Top positive review
One person found this helpful
He-Man is re-introduced by DC Comics
on 5 June 2016
This is the first trade paperback of the new "He-Man and the Masters of the Universe" comic book series by DC Comics (as part of their 'The New 52' franchise). It collects issue numbers 1 to 6, which constituted a story-arc serving to introduce this conceptualisation of He-Man and the wider world of Eternia. It's written and drawn by several contributors (including James Robinson, Keith Griffen, Philip Tan, and Pop Mhan). The individual issues were published in late 2012 and early 2013. This book provides readers with the story as a whole, and it includes a few additional features (concept art).
The story starts off in an unusual manner - with Skeletor already having defeated He-Man, and ruling Eterina while seated in Castle Grayskull. How this happened isn't revealed for some time ... Although having been defeated, He-Man and the Masters are not dead. Rather, Skeletor has managed to make them all forget who they actually are. As such, He-Man is living simply as Adam - as a woodsman, way out in a forest area. Yet Skeletor has not managed to access the secret powers of Grayskull - and is furious at being denied ultimate victory. He takes out his rage on the Sorceress, who's abused and tortured as Skeletor's prisoner.

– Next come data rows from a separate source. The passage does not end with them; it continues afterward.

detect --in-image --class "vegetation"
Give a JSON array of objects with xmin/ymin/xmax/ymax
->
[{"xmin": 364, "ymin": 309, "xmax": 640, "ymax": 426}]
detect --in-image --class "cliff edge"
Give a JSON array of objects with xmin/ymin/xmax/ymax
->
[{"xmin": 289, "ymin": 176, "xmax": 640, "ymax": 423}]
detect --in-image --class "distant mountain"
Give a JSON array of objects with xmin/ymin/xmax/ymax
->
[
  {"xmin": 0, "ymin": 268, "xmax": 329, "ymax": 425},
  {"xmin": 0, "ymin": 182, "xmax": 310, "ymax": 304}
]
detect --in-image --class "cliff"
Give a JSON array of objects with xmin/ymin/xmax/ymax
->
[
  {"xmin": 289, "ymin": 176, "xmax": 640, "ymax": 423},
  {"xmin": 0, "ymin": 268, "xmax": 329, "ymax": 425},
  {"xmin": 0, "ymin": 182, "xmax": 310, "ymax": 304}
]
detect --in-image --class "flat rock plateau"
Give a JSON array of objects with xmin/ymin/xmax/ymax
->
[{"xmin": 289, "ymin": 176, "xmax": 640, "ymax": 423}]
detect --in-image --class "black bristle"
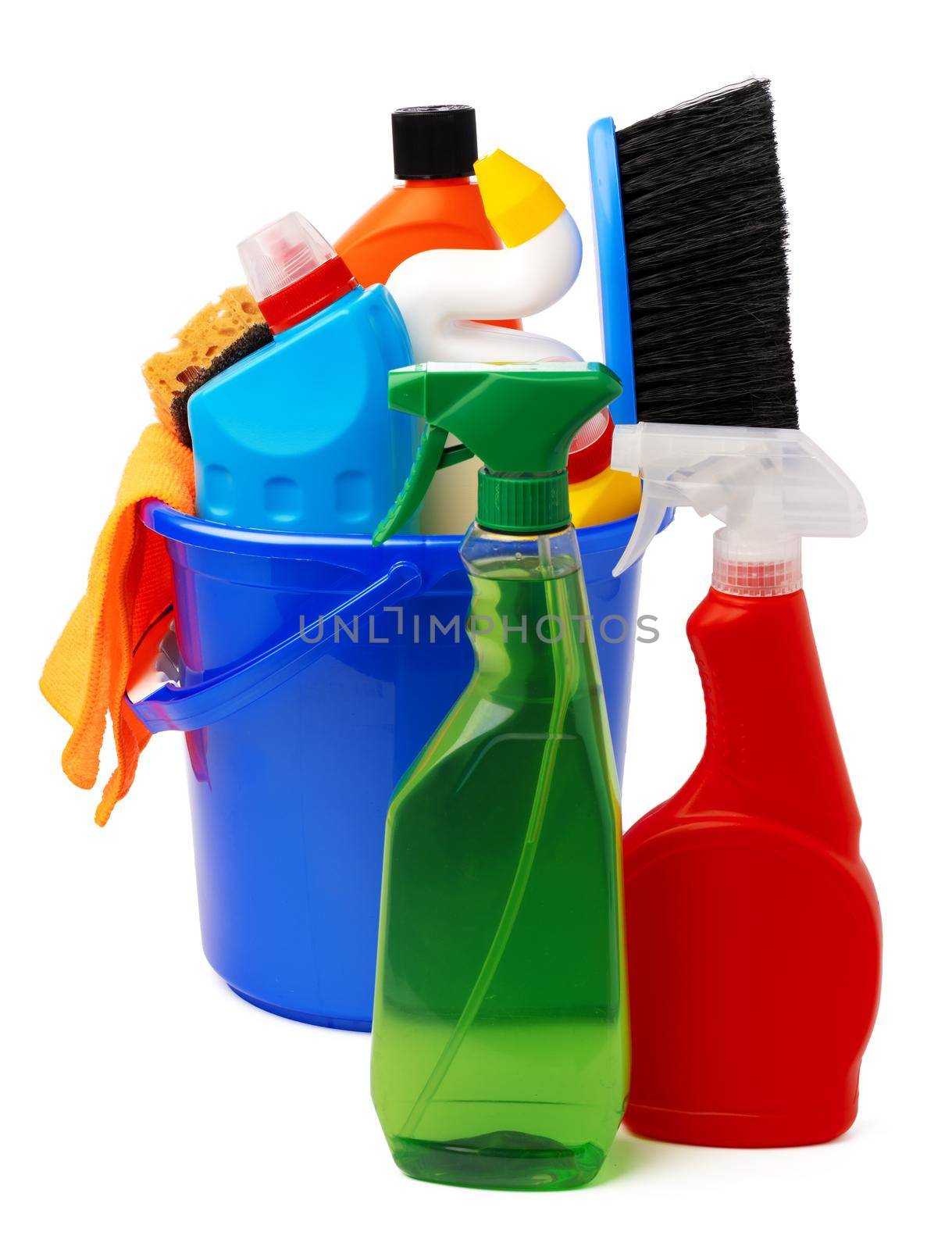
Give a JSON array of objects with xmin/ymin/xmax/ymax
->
[
  {"xmin": 169, "ymin": 321, "xmax": 275, "ymax": 448},
  {"xmin": 616, "ymin": 80, "xmax": 797, "ymax": 429}
]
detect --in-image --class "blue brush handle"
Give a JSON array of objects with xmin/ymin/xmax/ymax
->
[{"xmin": 588, "ymin": 117, "xmax": 638, "ymax": 425}]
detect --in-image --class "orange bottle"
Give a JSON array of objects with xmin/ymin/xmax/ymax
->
[{"xmin": 335, "ymin": 104, "xmax": 521, "ymax": 329}]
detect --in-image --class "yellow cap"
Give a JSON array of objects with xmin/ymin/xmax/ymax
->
[{"xmin": 473, "ymin": 148, "xmax": 565, "ymax": 248}]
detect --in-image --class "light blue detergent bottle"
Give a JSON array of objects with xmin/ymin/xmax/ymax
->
[{"xmin": 189, "ymin": 212, "xmax": 417, "ymax": 535}]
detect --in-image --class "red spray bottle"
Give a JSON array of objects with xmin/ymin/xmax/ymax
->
[{"xmin": 612, "ymin": 423, "xmax": 881, "ymax": 1146}]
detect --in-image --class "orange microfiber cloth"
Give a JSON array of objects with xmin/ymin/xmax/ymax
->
[
  {"xmin": 40, "ymin": 421, "xmax": 195, "ymax": 825},
  {"xmin": 40, "ymin": 286, "xmax": 271, "ymax": 825}
]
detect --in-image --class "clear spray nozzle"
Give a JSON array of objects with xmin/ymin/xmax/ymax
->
[{"xmin": 612, "ymin": 421, "xmax": 866, "ymax": 592}]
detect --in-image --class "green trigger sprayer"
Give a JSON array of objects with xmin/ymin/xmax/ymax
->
[{"xmin": 373, "ymin": 362, "xmax": 629, "ymax": 1189}]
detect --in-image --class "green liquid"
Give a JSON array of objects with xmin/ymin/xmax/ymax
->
[{"xmin": 373, "ymin": 547, "xmax": 629, "ymax": 1189}]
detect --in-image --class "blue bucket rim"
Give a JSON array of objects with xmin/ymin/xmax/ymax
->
[{"xmin": 140, "ymin": 498, "xmax": 654, "ymax": 560}]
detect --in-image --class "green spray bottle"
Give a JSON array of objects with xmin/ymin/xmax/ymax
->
[{"xmin": 371, "ymin": 362, "xmax": 629, "ymax": 1190}]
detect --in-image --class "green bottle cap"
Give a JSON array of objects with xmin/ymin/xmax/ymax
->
[{"xmin": 373, "ymin": 361, "xmax": 621, "ymax": 545}]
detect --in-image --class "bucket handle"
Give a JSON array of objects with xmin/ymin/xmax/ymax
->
[{"xmin": 127, "ymin": 560, "xmax": 423, "ymax": 734}]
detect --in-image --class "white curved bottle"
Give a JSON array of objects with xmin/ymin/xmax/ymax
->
[{"xmin": 387, "ymin": 152, "xmax": 582, "ymax": 534}]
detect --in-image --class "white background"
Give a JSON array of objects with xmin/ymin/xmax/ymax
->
[{"xmin": 0, "ymin": 0, "xmax": 952, "ymax": 1250}]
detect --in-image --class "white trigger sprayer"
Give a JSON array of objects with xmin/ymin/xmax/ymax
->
[{"xmin": 612, "ymin": 421, "xmax": 866, "ymax": 595}]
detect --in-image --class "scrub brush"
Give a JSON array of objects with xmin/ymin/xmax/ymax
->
[
  {"xmin": 588, "ymin": 81, "xmax": 881, "ymax": 1148},
  {"xmin": 588, "ymin": 80, "xmax": 797, "ymax": 429}
]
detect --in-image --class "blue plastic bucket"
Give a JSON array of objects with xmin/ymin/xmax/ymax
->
[{"xmin": 133, "ymin": 502, "xmax": 641, "ymax": 1030}]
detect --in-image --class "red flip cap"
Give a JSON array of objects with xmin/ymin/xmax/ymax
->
[{"xmin": 239, "ymin": 212, "xmax": 358, "ymax": 334}]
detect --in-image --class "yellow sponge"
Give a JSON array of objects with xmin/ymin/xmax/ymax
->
[{"xmin": 142, "ymin": 286, "xmax": 265, "ymax": 436}]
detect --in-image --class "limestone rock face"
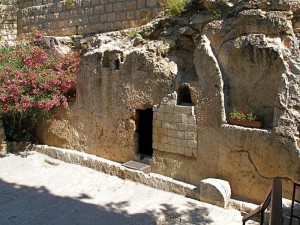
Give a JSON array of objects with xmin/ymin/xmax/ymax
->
[
  {"xmin": 200, "ymin": 178, "xmax": 231, "ymax": 208},
  {"xmin": 38, "ymin": 0, "xmax": 300, "ymax": 202}
]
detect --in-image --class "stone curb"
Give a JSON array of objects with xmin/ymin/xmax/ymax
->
[
  {"xmin": 32, "ymin": 145, "xmax": 270, "ymax": 213},
  {"xmin": 32, "ymin": 145, "xmax": 199, "ymax": 200}
]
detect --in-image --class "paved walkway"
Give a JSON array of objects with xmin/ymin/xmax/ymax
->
[{"xmin": 0, "ymin": 152, "xmax": 254, "ymax": 225}]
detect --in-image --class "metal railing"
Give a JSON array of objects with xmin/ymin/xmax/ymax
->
[{"xmin": 242, "ymin": 178, "xmax": 283, "ymax": 225}]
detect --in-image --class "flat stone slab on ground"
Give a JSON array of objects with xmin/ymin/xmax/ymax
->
[
  {"xmin": 122, "ymin": 161, "xmax": 151, "ymax": 173},
  {"xmin": 0, "ymin": 152, "xmax": 258, "ymax": 225}
]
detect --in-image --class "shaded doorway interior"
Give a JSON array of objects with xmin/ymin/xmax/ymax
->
[{"xmin": 137, "ymin": 108, "xmax": 153, "ymax": 156}]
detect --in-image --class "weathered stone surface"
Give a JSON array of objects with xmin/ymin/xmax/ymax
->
[
  {"xmin": 200, "ymin": 178, "xmax": 231, "ymax": 208},
  {"xmin": 38, "ymin": 0, "xmax": 300, "ymax": 202}
]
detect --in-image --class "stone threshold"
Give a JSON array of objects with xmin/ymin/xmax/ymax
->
[
  {"xmin": 32, "ymin": 145, "xmax": 199, "ymax": 200},
  {"xmin": 32, "ymin": 145, "xmax": 264, "ymax": 213}
]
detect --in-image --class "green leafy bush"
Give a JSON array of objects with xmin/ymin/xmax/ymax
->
[
  {"xmin": 160, "ymin": 0, "xmax": 191, "ymax": 17},
  {"xmin": 230, "ymin": 109, "xmax": 256, "ymax": 121},
  {"xmin": 0, "ymin": 35, "xmax": 80, "ymax": 141}
]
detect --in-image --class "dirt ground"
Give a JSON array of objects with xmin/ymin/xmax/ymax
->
[{"xmin": 0, "ymin": 152, "xmax": 256, "ymax": 225}]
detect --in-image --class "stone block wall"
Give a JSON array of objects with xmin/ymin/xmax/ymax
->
[
  {"xmin": 153, "ymin": 96, "xmax": 198, "ymax": 157},
  {"xmin": 0, "ymin": 0, "xmax": 17, "ymax": 41},
  {"xmin": 18, "ymin": 0, "xmax": 161, "ymax": 36}
]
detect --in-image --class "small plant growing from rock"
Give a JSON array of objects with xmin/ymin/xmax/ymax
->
[
  {"xmin": 230, "ymin": 109, "xmax": 256, "ymax": 121},
  {"xmin": 159, "ymin": 0, "xmax": 191, "ymax": 17},
  {"xmin": 230, "ymin": 109, "xmax": 256, "ymax": 121}
]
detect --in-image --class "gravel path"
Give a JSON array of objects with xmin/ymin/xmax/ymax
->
[{"xmin": 0, "ymin": 152, "xmax": 256, "ymax": 225}]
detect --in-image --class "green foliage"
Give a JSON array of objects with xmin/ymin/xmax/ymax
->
[
  {"xmin": 65, "ymin": 0, "xmax": 75, "ymax": 9},
  {"xmin": 160, "ymin": 0, "xmax": 191, "ymax": 17},
  {"xmin": 0, "ymin": 34, "xmax": 80, "ymax": 142},
  {"xmin": 230, "ymin": 109, "xmax": 256, "ymax": 121},
  {"xmin": 128, "ymin": 29, "xmax": 139, "ymax": 37},
  {"xmin": 210, "ymin": 10, "xmax": 222, "ymax": 20}
]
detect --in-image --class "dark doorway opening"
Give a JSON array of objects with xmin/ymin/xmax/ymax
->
[
  {"xmin": 177, "ymin": 84, "xmax": 193, "ymax": 106},
  {"xmin": 137, "ymin": 108, "xmax": 153, "ymax": 156}
]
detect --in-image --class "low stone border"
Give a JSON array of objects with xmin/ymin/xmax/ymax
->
[
  {"xmin": 32, "ymin": 145, "xmax": 199, "ymax": 200},
  {"xmin": 31, "ymin": 145, "xmax": 290, "ymax": 213}
]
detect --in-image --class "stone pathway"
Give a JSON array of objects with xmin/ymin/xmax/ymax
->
[{"xmin": 0, "ymin": 152, "xmax": 258, "ymax": 225}]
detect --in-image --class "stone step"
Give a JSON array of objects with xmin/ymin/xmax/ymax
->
[{"xmin": 123, "ymin": 161, "xmax": 151, "ymax": 173}]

Adam knows that something is very wrong with the world ... and so he decides to set off and discover exactly what that is. Along the way, he meets up with old friends - including Teela - as well as old enemies - such as Beast Man and Trap Jaw. And it's during these confrontations that finds his old sword - the Sword of Power (which Skeletor never realised was the means of accessing the powers of Grayskull). Upon touching the sword, Adam's memories return ... and He-Man is re-born. Now he sets out to find and re-group the old Masters, and end Skeletor's reign of terror.
The story is intriguing and eventful. But I wasn't convinced that revealing He-Man's secret (that he's Prince Adam) was a good idea. The artwork is excellent throughout. Given the violence and abuse depicted in this book, it's not suitable for young children.
Overall, it's an enjoyable read - but doesn't quite feel like a "proper" He-Man adventure.